Chi-Square in SPSS
Calculating a chi-square statistic in SPSS is quite simple, as long as you have two categorical variables. The much harder part is in the interpretation (which we’ll get to way down below). In the example here, we are using 2016 Census (Canada) data with the following variables:
- School Attendance, asked in the survey as “At any time since September 2015, has this person attended a school, college, CEGEP, or university?” with the following possible responses:
- Did not attend school
- Elementary or secondary school
- Technical or trade school, community college or CEGEP
- University
- Multiple responses
- Bedrooms, asked as “number of rooms in a private dwelling that are designed mainly for sleeping purposes even if they are now used for other purposes.” One could probably treat this as an interval ratio variable but there are few possible categories and the variable is top-coded making it more ordinal, so it is acceptable to use for a chi-square. The responses are coded as follows:
- 0=no bedroom
- 1=1 bedroom
- 2=2 bedrooms
- 3=3 bedrooms
- 4=4 bedrooms
- 5=5 bedrooms or more
Before running any analyses, always be sure to recode your variables, renaming them and making sure that all missing data are coded out (although I didn’t do that here. Do as I say, not as I do.) Once your variables are read for analysis, the chi-square steps are pretty easy.

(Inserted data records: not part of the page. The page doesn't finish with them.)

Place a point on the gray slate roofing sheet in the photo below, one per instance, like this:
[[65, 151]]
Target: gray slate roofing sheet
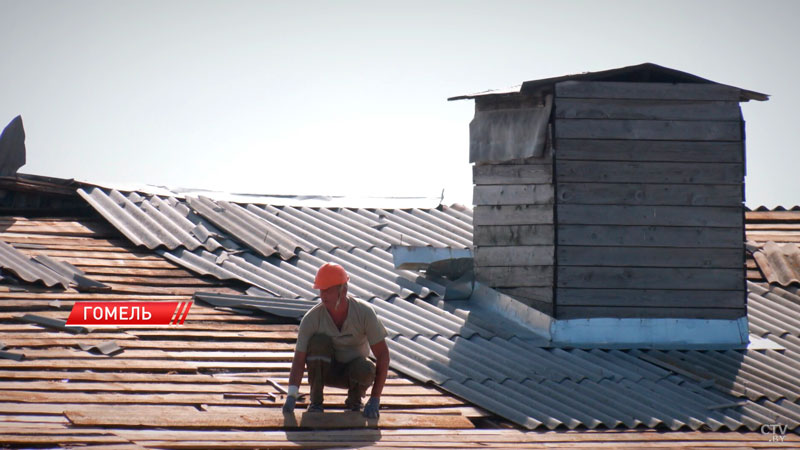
[[29, 269], [478, 356]]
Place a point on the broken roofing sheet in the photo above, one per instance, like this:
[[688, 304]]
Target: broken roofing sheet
[[472, 352], [44, 269]]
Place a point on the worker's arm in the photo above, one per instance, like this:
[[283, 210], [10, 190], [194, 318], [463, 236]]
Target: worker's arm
[[381, 352], [295, 378], [298, 367]]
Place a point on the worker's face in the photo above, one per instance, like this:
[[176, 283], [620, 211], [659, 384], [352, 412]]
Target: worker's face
[[333, 296]]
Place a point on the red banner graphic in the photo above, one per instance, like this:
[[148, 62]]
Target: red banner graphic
[[129, 313]]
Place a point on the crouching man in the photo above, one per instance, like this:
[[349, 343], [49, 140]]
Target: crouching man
[[334, 341]]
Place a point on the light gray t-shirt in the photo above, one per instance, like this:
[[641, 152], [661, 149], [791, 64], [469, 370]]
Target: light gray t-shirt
[[360, 330]]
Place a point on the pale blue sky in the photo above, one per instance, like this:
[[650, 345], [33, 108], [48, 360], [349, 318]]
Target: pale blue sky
[[349, 97]]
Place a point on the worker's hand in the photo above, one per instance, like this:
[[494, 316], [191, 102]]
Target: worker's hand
[[372, 409], [288, 405]]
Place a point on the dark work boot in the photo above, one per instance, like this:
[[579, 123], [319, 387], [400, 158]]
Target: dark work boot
[[353, 401], [361, 374]]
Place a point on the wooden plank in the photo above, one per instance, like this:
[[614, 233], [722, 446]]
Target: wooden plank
[[35, 439], [100, 364], [538, 255], [648, 172], [650, 257], [515, 276], [650, 278], [177, 333], [204, 388], [513, 215], [242, 418], [481, 436], [539, 294], [644, 311], [50, 296], [653, 91], [512, 194], [676, 298], [664, 151], [512, 174], [674, 216], [174, 272], [162, 344], [655, 130], [491, 235], [588, 108], [650, 194], [650, 236]]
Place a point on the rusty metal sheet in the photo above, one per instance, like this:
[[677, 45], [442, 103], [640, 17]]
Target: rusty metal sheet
[[780, 264]]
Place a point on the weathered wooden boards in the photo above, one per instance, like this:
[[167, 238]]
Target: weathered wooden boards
[[648, 191], [217, 365], [513, 234], [782, 227]]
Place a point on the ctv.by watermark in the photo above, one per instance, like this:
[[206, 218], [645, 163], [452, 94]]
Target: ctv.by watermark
[[775, 431]]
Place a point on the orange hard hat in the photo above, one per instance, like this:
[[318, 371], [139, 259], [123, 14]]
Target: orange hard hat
[[330, 274]]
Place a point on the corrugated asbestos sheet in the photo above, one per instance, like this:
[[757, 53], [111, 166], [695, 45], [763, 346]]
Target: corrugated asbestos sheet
[[217, 381], [475, 354], [774, 239]]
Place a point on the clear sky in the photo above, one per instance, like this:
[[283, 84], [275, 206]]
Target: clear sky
[[349, 97]]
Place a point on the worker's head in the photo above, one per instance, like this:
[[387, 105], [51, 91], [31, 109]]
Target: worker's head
[[331, 280]]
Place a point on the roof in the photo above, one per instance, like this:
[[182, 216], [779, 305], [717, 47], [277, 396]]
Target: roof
[[647, 72], [480, 359]]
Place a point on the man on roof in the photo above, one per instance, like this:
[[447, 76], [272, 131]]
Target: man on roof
[[334, 342]]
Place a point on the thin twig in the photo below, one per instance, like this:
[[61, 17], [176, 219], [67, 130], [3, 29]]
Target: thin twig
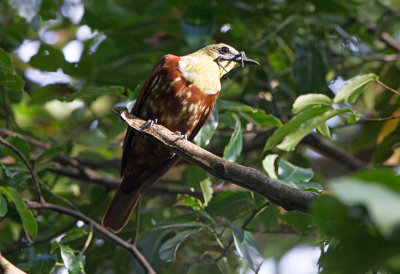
[[27, 165], [107, 234]]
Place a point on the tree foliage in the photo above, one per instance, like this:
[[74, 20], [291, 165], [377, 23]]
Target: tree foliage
[[320, 114]]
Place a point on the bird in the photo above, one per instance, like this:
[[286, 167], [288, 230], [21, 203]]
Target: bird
[[179, 93]]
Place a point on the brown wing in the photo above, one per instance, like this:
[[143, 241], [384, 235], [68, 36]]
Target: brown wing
[[140, 101]]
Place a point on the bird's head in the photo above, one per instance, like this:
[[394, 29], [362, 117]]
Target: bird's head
[[225, 56]]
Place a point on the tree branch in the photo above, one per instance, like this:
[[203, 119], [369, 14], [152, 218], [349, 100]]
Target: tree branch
[[107, 234], [246, 177]]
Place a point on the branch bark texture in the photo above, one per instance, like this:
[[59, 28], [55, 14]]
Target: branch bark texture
[[246, 177]]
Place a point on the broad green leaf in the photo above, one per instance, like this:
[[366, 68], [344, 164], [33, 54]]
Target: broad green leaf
[[289, 172], [194, 176], [28, 220], [352, 88], [269, 165], [297, 177], [22, 145], [301, 125], [91, 93], [229, 204], [257, 116], [72, 262], [168, 250], [207, 131], [73, 235], [234, 147], [41, 263], [324, 130], [305, 101], [381, 202], [207, 190], [247, 248], [3, 206], [11, 81], [309, 69], [5, 61]]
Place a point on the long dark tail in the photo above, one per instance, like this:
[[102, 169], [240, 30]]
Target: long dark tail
[[120, 210]]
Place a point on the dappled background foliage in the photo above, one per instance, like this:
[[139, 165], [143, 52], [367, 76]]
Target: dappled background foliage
[[65, 64]]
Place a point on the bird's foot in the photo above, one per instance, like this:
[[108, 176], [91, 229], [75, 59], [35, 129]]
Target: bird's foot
[[180, 135], [149, 123]]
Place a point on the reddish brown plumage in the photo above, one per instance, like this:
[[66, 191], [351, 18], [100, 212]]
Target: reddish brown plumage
[[178, 105]]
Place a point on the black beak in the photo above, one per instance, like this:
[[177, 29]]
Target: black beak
[[240, 58]]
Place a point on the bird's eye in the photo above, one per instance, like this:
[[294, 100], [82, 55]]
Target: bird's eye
[[224, 50]]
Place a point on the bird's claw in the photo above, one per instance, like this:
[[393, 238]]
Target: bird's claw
[[149, 123], [180, 135]]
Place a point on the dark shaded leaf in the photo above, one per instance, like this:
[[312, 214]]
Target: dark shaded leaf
[[28, 220], [207, 131], [168, 250], [3, 206], [247, 248], [352, 88], [309, 70], [11, 81], [305, 101], [234, 147]]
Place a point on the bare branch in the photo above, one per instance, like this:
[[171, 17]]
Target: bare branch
[[107, 234], [246, 177]]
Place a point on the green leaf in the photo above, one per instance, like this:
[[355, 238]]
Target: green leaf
[[91, 93], [305, 101], [353, 118], [42, 263], [7, 171], [50, 153], [257, 116], [28, 220], [3, 206], [289, 172], [26, 9], [23, 146], [297, 177], [11, 81], [207, 190], [5, 61], [71, 262], [309, 69], [247, 248], [352, 88], [234, 147], [168, 250], [301, 125], [207, 131], [324, 130], [195, 175], [269, 165], [381, 202], [73, 235]]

- Click on Analyze –> descriptive statistics –> Crosstabs…
2. The main crosstabs screen will pop up. For this example, we’re going to put our independent variable (Education) in the columns, and the dependent variable in the rows (bedrooms). Then click on the button for Statistics (in blue on the right in my example image below).
After clicking statistics, you get a screen with the various statistics you can ask SPSS to calculate for you. You’ll definitely want to click chi-square if you want to calculate a chi-square, but you may want other statistics such as the proportional reduction in error (PRE) tests like Lambda or Gamma, or a measure of association like Phi and Cramer’s V. Those are the only ones students in my course (SOC 3142) will need, but selecting which one will always depend on the level of measurement of the variables. After ticking the boxes for the stats you want, click Continue.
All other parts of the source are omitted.